Coccothrinax jimenezii
- Conservation status: Critically Endangered (IUCN 3.1)

Scientific classification
- Kingdom: Plantae
- Clade: Embryophytes
- Clade: Tracheophytes
- Clade: Spermatophytes
- Clade: Angiosperms
- Clade: Monocots
- Clade: Commelinids
- Order: Arecales
- Family: Arecaceae
- Genus: Coccothrinax
- Species: C. jimenezii
- Binomial name: Coccothrinax jimenezii M.M.Mejía & R.G.García

= Coccothrinax jimenezii =

- Genus: Coccothrinax
- Species: jimenezii
- Authority: M.M.Mejía & R.G.García
- Conservation status: CR

Species of palm

Coccothrinax jimenezii is a fan palm which is endemic to the island of Hispaniola in the Caribbean. First formally described in 2013, the species is only known from two small populations, and is considered critically endangered.

==Description==
A slender palm, Coccothrinax jimenezii can grow to be 5 m high. Its leaves have sheathing leaf bases which wrap around the stem. These leaf sheaths are 11–13 cm and lack spines. The petiole length can range from 20 to 42 cm, but is usually 33 to 34 cm long. The leaf leaves are palmately compound, is made up of 21–28 leaf segments which are 24–33 cm long and 1–2 cm wide and covered with whitish hairs. The entire leaf is 51–77 cm long.

==Taxonomy==
Coccothrinax has a circum-Caribbean distribution, with most of its diversity in species endemic to the islands of Cuba and Hispaniola. The genus is considered "taxonomically difficult", and in need of a complete taxonomic treatment. Of the 39 accepted species of Coccothrinax in Cuba, 38 are endemic to the island; one species, C. fragrans is also found on the island of Hispaniola. Coccothrinax jimenezii was formally described in 2013 based on specimens collected by Dominican botanists Ricardo García & Milcíades Mejía in 2010, and named in honour of Dominican botanist Francisco Jiménez Rodríguez.

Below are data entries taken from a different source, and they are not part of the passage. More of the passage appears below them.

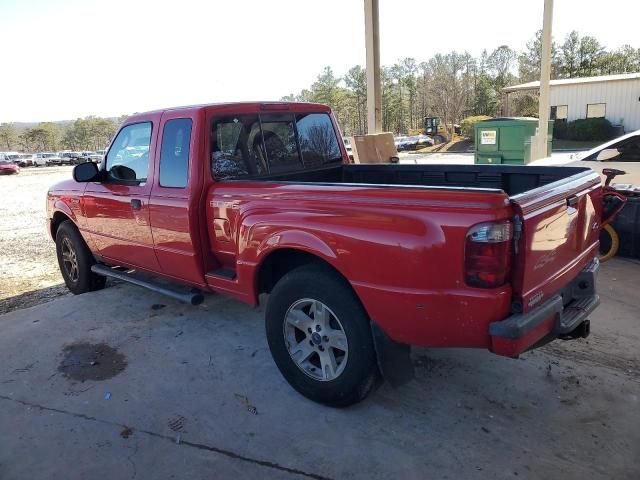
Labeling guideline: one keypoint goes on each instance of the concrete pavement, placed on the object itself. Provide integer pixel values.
(201, 398)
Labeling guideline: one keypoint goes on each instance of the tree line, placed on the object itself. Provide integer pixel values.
(90, 133)
(456, 85)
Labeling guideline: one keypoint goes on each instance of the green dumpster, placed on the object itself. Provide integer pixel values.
(507, 140)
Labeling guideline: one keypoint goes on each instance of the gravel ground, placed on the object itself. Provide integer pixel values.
(28, 267)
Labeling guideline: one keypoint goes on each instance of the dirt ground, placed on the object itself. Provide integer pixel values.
(28, 267)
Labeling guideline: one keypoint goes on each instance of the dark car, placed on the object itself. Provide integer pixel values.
(8, 167)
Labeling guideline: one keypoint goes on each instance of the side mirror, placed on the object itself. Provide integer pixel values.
(608, 154)
(86, 172)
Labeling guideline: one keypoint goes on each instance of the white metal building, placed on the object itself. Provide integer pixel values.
(615, 97)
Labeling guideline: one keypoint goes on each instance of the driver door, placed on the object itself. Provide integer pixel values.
(117, 208)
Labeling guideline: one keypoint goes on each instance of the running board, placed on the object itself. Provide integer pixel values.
(190, 298)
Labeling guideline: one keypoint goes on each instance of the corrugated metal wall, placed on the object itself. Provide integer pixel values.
(622, 98)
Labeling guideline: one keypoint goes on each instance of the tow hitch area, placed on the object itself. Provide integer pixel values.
(581, 331)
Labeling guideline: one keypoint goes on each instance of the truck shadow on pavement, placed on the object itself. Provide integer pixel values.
(201, 379)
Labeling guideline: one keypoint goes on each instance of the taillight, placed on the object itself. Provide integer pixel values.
(487, 255)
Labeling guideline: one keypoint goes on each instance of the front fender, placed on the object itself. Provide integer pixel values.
(298, 240)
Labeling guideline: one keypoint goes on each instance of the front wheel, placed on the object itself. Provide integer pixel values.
(320, 338)
(75, 261)
(609, 243)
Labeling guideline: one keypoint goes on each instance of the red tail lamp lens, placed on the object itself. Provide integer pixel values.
(487, 256)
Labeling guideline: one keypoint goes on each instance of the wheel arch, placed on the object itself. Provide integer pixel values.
(57, 219)
(278, 262)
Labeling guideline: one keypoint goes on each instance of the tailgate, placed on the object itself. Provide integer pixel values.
(560, 225)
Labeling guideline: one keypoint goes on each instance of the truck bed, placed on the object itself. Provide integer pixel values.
(513, 180)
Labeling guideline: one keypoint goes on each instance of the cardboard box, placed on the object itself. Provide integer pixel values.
(374, 148)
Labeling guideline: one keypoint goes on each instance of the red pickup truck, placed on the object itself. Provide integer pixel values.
(359, 260)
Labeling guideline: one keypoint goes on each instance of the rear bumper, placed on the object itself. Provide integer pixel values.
(560, 316)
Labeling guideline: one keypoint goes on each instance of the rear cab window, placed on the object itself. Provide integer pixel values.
(174, 154)
(262, 144)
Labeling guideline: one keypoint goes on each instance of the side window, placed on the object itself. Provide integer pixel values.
(174, 156)
(128, 157)
(235, 147)
(318, 140)
(280, 147)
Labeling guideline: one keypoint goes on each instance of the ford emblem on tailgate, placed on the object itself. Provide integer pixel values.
(535, 298)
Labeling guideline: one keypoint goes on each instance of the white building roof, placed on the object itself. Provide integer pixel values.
(574, 81)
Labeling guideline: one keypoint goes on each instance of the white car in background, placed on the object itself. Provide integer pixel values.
(622, 153)
(97, 156)
(43, 159)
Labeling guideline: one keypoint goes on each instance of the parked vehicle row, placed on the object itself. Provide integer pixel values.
(41, 159)
(413, 142)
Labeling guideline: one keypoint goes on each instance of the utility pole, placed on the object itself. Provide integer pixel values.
(372, 43)
(539, 140)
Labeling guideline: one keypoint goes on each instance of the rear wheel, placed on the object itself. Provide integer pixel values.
(320, 338)
(75, 260)
(609, 243)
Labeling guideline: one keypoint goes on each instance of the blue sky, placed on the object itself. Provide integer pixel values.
(63, 59)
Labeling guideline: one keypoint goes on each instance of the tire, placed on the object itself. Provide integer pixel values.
(75, 260)
(299, 296)
(609, 243)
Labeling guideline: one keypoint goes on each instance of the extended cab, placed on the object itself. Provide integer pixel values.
(360, 260)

Based on DNA microsatellite markers the Haitian and Dominican populations appear to be sufficiently different that Brett Jestrow and colleagues recommended that the two populations should be managed separately for conservation purposes, and that individuals should not be transferred from one population to the other.

==Distribution==
C. jimenezii is known from two sites – on the shore of Lago Enriquillo in the Dominican Republic and near the Baie des Gonaïves, near Gonaïves, Haiti. As of 2015 the Dominican population consisted of 16 adults and two juveniles, while the Haitian population consisted of 43 individuals, most of which were juveniles.

== Conservation ==
Only two populations of C. jimenezii are known, and neither of them are considered secure. The population in the Dominican Republic lies within a protected area – Parque Nacional Lago Enriquillo e Isla Cabrito – the level of this hypersaline lake has been rising, and the population is at risk of inundation.

García and Mejía did not assign a conservation status to the species in their description because they did not know the status of the population in Haiti beyond a single collection from 1985. An expedition organised to find additional individuals in Haiti located a second population. The Haitian population is not protected, and the leaves are heavily harvested to make brooms; Brígido Peguero and colleagues found only one individual in the Haitian population with a full set of mature leaves. Based on these findings, C. jimenezii was classified as critically endangered by Jestrow and colleagues in 2015.